You have to tell a 10 year old girl to NOT wear Tuesday the clothes she wore Monday; but not until you've come home after work on Tuesday and seen that she's already been to school in them... again.

When daycare providers are excited to see you; its never good... Take yesterday for example. When I opened the door to Ellee's classroom both teachers JUMPED UP to talk to me. Apparently, Ellee and her friend Janae enjoy playing in Janae's pee, and more impressively, Ellee's poop.
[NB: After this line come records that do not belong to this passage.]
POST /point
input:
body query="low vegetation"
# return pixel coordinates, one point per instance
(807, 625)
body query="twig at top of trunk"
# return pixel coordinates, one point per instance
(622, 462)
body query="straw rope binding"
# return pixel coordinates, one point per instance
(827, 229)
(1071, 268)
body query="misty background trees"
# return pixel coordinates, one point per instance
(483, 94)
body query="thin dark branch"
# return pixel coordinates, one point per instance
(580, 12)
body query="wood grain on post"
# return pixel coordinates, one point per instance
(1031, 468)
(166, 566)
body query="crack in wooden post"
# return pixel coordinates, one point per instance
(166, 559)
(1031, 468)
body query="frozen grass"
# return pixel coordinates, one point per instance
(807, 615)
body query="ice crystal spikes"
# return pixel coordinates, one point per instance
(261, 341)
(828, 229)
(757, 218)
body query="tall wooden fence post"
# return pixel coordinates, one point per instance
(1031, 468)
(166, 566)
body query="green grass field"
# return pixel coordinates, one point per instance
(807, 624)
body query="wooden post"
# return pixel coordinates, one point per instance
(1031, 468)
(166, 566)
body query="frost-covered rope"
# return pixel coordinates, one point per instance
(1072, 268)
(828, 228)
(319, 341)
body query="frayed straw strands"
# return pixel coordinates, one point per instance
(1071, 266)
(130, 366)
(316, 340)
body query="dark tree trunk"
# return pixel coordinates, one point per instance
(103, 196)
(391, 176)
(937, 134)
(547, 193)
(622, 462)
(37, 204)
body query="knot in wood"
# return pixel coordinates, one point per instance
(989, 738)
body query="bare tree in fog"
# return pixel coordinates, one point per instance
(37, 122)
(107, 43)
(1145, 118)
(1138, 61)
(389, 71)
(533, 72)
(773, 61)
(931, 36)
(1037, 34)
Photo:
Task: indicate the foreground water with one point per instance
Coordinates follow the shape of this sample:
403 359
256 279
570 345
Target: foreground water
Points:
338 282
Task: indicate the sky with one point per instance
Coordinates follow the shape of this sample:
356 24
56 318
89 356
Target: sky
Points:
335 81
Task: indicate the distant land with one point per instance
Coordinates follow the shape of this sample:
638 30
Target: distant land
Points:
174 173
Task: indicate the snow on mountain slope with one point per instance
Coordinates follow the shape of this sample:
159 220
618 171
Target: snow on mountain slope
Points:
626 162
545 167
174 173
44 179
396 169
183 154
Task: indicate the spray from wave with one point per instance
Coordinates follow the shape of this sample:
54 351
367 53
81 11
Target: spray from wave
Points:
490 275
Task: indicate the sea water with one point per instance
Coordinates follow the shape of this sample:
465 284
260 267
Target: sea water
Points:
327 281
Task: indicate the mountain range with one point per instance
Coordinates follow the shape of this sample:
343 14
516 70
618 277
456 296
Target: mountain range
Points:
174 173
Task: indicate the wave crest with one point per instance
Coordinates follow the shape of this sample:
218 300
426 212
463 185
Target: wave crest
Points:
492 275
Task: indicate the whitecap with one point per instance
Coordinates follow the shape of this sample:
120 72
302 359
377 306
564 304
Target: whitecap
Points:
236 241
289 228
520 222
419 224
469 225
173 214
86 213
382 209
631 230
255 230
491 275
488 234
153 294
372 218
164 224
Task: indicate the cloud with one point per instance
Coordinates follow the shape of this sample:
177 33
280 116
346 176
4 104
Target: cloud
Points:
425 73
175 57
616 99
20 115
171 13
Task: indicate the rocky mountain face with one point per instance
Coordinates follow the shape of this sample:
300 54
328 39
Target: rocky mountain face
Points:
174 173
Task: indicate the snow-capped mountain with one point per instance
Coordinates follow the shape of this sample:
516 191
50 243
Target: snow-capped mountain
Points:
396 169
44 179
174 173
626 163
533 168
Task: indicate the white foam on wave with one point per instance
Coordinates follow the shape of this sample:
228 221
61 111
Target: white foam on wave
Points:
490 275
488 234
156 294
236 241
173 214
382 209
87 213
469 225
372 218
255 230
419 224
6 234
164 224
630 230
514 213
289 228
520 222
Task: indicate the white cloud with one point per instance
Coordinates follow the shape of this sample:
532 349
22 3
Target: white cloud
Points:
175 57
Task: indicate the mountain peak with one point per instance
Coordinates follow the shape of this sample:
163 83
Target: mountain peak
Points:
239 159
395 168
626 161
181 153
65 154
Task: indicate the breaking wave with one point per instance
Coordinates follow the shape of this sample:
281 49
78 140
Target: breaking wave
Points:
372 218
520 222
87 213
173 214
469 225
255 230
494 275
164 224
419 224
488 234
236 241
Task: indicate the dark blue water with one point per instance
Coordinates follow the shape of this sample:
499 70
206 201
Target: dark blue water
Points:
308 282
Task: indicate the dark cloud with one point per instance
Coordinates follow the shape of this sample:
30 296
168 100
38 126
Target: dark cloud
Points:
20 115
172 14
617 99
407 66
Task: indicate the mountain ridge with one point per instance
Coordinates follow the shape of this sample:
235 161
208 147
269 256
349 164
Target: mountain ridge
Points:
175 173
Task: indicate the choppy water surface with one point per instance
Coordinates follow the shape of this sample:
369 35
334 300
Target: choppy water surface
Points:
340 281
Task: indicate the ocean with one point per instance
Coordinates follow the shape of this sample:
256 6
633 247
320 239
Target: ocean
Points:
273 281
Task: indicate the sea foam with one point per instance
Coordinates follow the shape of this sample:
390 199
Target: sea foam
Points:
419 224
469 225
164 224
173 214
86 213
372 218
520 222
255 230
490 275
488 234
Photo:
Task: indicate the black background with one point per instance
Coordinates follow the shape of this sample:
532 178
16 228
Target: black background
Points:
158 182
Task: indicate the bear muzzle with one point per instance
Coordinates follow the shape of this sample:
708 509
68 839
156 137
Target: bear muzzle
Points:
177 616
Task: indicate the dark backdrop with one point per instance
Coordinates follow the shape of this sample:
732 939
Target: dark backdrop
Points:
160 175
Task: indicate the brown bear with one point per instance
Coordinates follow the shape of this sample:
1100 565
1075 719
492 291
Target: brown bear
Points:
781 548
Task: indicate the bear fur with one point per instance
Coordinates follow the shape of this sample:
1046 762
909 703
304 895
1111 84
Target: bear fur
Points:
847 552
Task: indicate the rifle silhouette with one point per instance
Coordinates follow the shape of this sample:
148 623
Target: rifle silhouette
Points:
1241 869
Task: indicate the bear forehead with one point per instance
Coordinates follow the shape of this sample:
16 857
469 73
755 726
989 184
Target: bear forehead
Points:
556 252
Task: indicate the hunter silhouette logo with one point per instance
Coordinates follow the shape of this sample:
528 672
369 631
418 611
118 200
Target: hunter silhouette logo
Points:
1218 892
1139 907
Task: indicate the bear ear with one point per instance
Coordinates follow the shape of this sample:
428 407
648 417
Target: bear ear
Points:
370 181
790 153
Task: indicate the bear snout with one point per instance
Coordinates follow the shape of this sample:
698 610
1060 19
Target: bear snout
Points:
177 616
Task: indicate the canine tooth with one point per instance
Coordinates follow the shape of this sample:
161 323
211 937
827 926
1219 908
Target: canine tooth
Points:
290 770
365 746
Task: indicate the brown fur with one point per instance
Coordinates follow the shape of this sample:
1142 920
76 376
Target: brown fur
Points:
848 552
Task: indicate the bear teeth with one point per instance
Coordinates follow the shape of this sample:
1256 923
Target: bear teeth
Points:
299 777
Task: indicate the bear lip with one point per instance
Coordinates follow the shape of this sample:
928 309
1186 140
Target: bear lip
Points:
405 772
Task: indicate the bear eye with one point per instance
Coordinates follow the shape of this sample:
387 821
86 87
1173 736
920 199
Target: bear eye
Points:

After continuing to explain the lotion-application type movements and one recreated what could be described as the act of applying shampoo to your hair in the shower, showing me brand new white booty shorts that I ripped the tags off of that morning that were now covered in poop, and trying to convince me that it was something they 'could laugh at now'; when I asked Thing 2 to tell her teachers that she was sorry for playing in her poop; she looked up and shouted "SHORY!" "BYE!" dripping with sarcasm with her fat palm up in the air and she was out the door.

When enjoying martinis on the couch and something begins to "hiss" VIOLENTLY LOUD right behind you; know that its your cat saying hi to Frank. Then, when you call Frank's name and the cat sees it as his opportunity to bolt up the stairs; don't bother spending the next 3 minutes yelling at Frank to stop looking in the bathroom for the cat; he's LONG GONE. And when he lays at the bottom of the stairs (which is NOT the couch which is were he ALWAYS lays) and continues to STARE upstairs as he pretends to act like he totally LOVES laying on hard tile. "what; there was a cat down here? really? I had no idea... I was just choosing to lay in this spot that I'VE NEVER BEEN BEFORE. Oh that? My back hair ALWAYS stands up like that... yeah, totally normal things over here..."

Even though your intentions are good, albeit selfish; don't bother to make twice as many swedish meatballs thinking you won't have to make dinner on Friday night; since your husband will manage to do all the dishes; clean up the stove; and leave the container of meatballs on the counter overnight for you to find the next morning.

Important lessons I thought I'd pass along.